Artysta/scenarzysta, którego prace podziwiasz?
Wciąż odkrywam ten rodzaj sztuki i jeszcze nie dorobiłem się ani rysownika, ani scenarzysty, na którego prace czekam z niecierpliwością. Na pewno wielkim sentymentem darzę Todda McFarlane’a, którego charakterystyczne rysunki jako pierwsze zapoznały Polaków ze Spider-Manem. Jego kreska ma w sobie coś takiego, że od razu kojarzy się z latami 90-tymi, za którymi bardzo tęsknię. Dodajmy, że ten artysta ma duży talent do rysowania komiksowych bohaterek w sposób, który powinien przypaść do gustu każdemu mężczyźnie. Jest nawet taki żart komiksowy, w którym Spider-Man protestuje przeciwko dalszej pracy Todda. Po prostu nie jest w stanie wytrzymać fikuśnych pozycji, w jakich jest uwieczniany przez McFarlane’a, kiedy w danym kadrze buja się na pajęczynie. Zmienia jednak zdanie, gdy scenarzyści przypominają mu, jak ów rysownik interpretuje postać Mary Jane Watson.
Co byś polecił/a osobie w Twoim wieku, która nigdy nie czytała żadnego komiksu?
Jeżeli lubisz historie superbohaterskie, zacznij od „Harleen”. Gwarantuję, że nabierzesz apetytu na więcej.

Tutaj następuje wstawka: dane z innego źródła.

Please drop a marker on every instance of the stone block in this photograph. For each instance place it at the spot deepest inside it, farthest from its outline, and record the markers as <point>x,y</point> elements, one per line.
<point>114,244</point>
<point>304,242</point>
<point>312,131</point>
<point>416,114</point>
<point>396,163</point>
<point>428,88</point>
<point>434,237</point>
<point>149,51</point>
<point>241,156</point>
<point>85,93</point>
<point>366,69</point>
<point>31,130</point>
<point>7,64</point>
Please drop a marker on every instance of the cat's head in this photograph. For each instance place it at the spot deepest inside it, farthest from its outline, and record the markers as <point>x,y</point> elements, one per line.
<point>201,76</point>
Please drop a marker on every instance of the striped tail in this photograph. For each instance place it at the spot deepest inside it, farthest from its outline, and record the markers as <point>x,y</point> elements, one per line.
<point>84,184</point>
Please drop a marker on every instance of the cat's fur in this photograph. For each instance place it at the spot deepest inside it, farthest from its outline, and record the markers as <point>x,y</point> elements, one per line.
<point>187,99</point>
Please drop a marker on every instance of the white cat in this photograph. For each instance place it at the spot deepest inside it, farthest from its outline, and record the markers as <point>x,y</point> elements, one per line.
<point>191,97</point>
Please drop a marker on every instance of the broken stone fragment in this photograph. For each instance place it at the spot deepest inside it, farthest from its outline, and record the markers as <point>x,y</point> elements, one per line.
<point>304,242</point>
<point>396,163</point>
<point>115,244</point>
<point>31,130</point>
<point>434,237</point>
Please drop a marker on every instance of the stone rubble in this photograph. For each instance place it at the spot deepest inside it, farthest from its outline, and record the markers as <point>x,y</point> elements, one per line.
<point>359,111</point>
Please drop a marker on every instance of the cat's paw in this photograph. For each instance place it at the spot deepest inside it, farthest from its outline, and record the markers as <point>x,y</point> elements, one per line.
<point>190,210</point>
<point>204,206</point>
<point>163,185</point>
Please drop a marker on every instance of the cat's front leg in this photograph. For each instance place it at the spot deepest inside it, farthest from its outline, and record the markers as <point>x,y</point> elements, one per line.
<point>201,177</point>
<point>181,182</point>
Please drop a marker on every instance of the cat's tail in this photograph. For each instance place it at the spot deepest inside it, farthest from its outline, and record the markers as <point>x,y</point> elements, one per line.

A jeżeli w przeszłości śledziłeś losy klasycznych bohaterów Disneya, sprawdź krótkie historyjki z Kaczorem Donaldem autorstwa śp. Carla Barksa. To takie moje guilty pleasure, ale kiedy wróciłem do nich po latach, byłem zaskoczony, jak wiele mądrości i smaczków dla dorosłych można w nich znaleźć. Takich, których dziecko z pewnością nie wyłapie.
Ulubiona ekranizacja komiksu?
Na pierwszym miejscu ex-aequo stawiam „Captain America: The Winter Soldier” oraz „Captain America: Civil War”. Nie śmiem wskazywać, która jest lepsza. Obie przebijają komiksowe pierwowzory i sporo się od nich różnią, obie zapewniły mi mnóstwo frajdy, w obu kluczową rolę odgrywa Bucky Barnes – Zimowy Żołnierz – którego wprost uwielbiam za jego tragizm i niejednoznaczność. Nawet tę asymetrię w postaci tylko jednej metalowej ręki, dzięki której zyskuje nadludzkie możliwości, uważam za genialną i ciekawszą, niż gdyby w ten sposób podrasowano mu więcej kończyn.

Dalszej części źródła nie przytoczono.